Waiting for the train (photograph by the author)
Despite the mysterious meet up locations and ride up on the train with a stoic inspector Blore — played by an imposing William Popp — the production of And Then There Were None turned out to be a rather straight forward play staged in the cemetery’s 1930s Woolworth Chapel, with a bit of scrambling through rooms with the increasingly sleepy-eyed crowd to chase some action. I probably would have been able to engage with it more at 4 in the afternoon than 4 in the morning, yet the performers were totally gripped into the growing paranoia of their characters, as one by one they were killed and tried to figure out who was to blame.
As they are Sleep No More performers, a production told only through dance that is a bit of the opposite of Agatha Christie’s flow of dialogue, their strongest language was in movement. They could almost have presented And Then There Were None as a pantomime with the weight each performer gave to as simple an action as listening to a gramophone suddenly list out their litany of sins (the kick-off moment of suspicion when each of the 10 is revealed to have at least one skeleton in their closet). The verbal acting itself was a little less cohesive, with much of the emotional weight of the show being carried by Mallory Gracenin as Vera Elizabeth Claythorne, playing the former governess who may have let a child drown with a cool strength that gradually boiled into the final death that left none.

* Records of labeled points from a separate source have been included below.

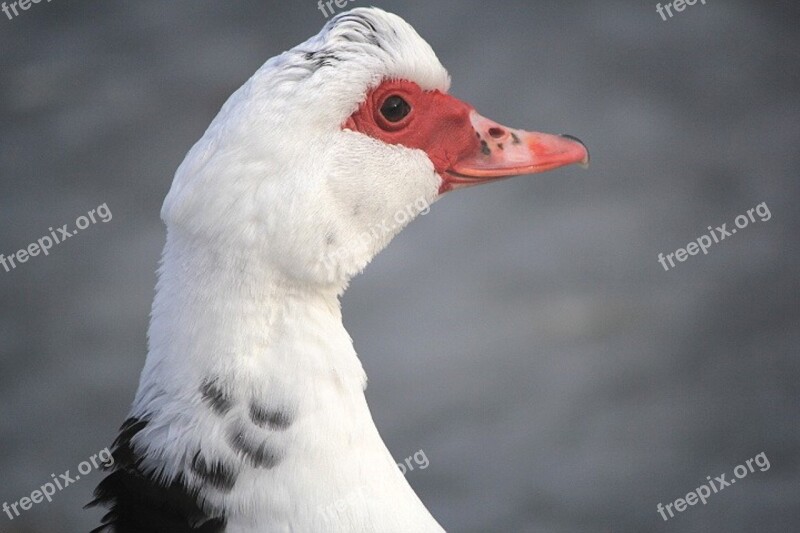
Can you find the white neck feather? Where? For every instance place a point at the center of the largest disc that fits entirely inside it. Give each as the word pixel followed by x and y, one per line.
pixel 265 343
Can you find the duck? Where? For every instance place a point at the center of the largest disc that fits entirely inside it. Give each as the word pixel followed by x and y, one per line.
pixel 250 413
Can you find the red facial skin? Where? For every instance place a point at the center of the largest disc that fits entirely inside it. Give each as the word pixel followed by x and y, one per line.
pixel 464 147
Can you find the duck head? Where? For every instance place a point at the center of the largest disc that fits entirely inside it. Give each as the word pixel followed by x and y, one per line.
pixel 332 147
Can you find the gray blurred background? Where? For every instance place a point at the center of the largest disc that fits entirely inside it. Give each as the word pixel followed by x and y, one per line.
pixel 522 334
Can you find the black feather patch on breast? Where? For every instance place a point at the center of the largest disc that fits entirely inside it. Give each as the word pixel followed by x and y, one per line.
pixel 138 503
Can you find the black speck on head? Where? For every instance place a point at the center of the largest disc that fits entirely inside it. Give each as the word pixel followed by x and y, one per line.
pixel 215 474
pixel 260 454
pixel 216 398
pixel 275 419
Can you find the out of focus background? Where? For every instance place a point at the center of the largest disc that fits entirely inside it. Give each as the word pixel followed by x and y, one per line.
pixel 522 334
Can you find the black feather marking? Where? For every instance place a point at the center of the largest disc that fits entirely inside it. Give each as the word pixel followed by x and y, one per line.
pixel 271 418
pixel 363 27
pixel 320 58
pixel 215 474
pixel 138 502
pixel 220 402
pixel 260 454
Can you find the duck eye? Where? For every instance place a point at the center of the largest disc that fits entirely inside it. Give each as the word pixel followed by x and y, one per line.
pixel 395 109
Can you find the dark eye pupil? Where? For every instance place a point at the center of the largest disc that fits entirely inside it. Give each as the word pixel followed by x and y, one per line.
pixel 395 109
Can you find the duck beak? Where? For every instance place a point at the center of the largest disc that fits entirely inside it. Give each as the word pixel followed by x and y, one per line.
pixel 502 152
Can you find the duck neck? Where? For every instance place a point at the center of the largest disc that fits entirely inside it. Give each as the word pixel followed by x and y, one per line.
pixel 255 374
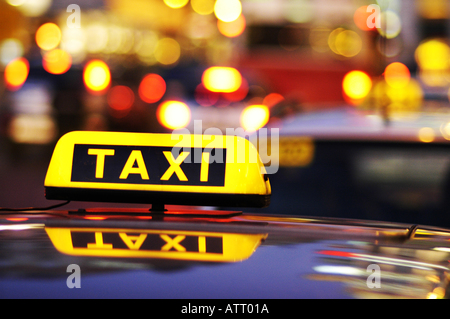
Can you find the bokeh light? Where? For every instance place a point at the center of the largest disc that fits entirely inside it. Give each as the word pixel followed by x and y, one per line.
pixel 10 49
pixel 32 8
pixel 254 117
pixel 57 61
pixel 232 29
pixel 174 115
pixel 397 75
pixel 16 73
pixel 227 10
pixel 152 88
pixel 48 36
pixel 176 4
pixel 433 54
pixel 167 51
pixel 205 97
pixel 221 79
pixel 97 76
pixel 360 18
pixel 426 134
pixel 348 43
pixel 433 59
pixel 203 7
pixel 356 85
pixel 273 99
pixel 391 25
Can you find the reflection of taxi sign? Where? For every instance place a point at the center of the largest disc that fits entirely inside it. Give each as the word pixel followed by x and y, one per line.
pixel 157 169
pixel 168 244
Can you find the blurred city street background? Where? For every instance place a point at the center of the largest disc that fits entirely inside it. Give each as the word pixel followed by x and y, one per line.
pixel 159 65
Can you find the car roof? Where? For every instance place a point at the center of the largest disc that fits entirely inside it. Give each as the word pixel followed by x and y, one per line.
pixel 298 257
pixel 349 122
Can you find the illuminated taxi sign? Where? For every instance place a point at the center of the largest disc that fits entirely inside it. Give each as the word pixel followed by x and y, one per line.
pixel 170 244
pixel 157 169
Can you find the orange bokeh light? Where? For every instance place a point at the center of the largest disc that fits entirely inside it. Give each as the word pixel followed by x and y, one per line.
pixel 97 76
pixel 57 61
pixel 16 73
pixel 397 75
pixel 360 18
pixel 232 29
pixel 152 88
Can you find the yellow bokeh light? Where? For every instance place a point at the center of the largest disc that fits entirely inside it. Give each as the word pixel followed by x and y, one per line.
pixel 356 85
pixel 254 117
pixel 167 51
pixel 57 61
pixel 433 55
pixel 16 73
pixel 332 39
pixel 426 134
pixel 176 4
pixel 397 75
pixel 97 76
pixel 391 25
pixel 348 43
pixel 227 10
pixel 222 79
pixel 174 115
pixel 232 29
pixel 48 36
pixel 203 7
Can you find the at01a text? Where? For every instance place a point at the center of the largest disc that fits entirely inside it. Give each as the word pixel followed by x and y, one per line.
pixel 246 308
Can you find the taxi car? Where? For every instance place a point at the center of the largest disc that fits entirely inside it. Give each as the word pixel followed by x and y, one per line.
pixel 352 163
pixel 168 252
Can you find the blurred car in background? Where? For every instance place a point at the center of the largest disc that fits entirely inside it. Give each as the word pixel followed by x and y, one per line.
pixel 354 163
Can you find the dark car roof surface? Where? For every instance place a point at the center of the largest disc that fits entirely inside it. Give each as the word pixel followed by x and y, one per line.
pixel 297 258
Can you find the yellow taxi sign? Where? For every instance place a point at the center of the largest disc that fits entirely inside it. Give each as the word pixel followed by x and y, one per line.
pixel 201 170
pixel 167 244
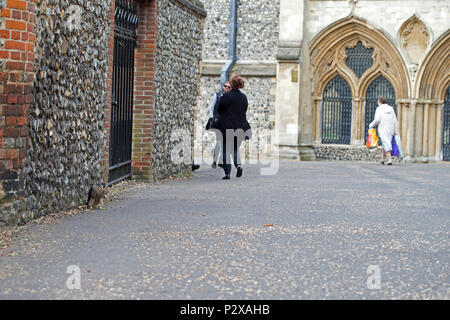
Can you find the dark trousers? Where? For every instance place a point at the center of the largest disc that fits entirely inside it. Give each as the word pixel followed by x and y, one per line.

A fatal toast in “And Then There Were None”

The audience and performers in “And Then There Were None”

Mallory Gracenin in “And Then There Were None”
Making it through felt like a test of endurance as the production crept into daybreak. However, despite the fatigue, it was a worthy example of using cemetery space for performance. It’s a shame more of Woodlawn wasn’t utilized, as the Woolworth Chapel right by the entrance — beautiful as it is with marble floors and towering classical columns — barely touches on what gorgeous overlooked spaces are on the paths further afield. There was also no mention of where you were during or after the performance, and I would wager that for some people it might have been their first time in the Bronx burial ground. Hopefully, though, many of them will return, as even if And Then There Were None used a bit of misdirection to get people there, New York’s realms of the dead can be compelling art spaces for the living, while still respecting the departed.

The candlelit conclusion of “And Then There Were None”
And Then There Were None took place March 19–23 at Woodlawn Cemetery ( 517 East 233rd Street, Woodlawn, Bronx).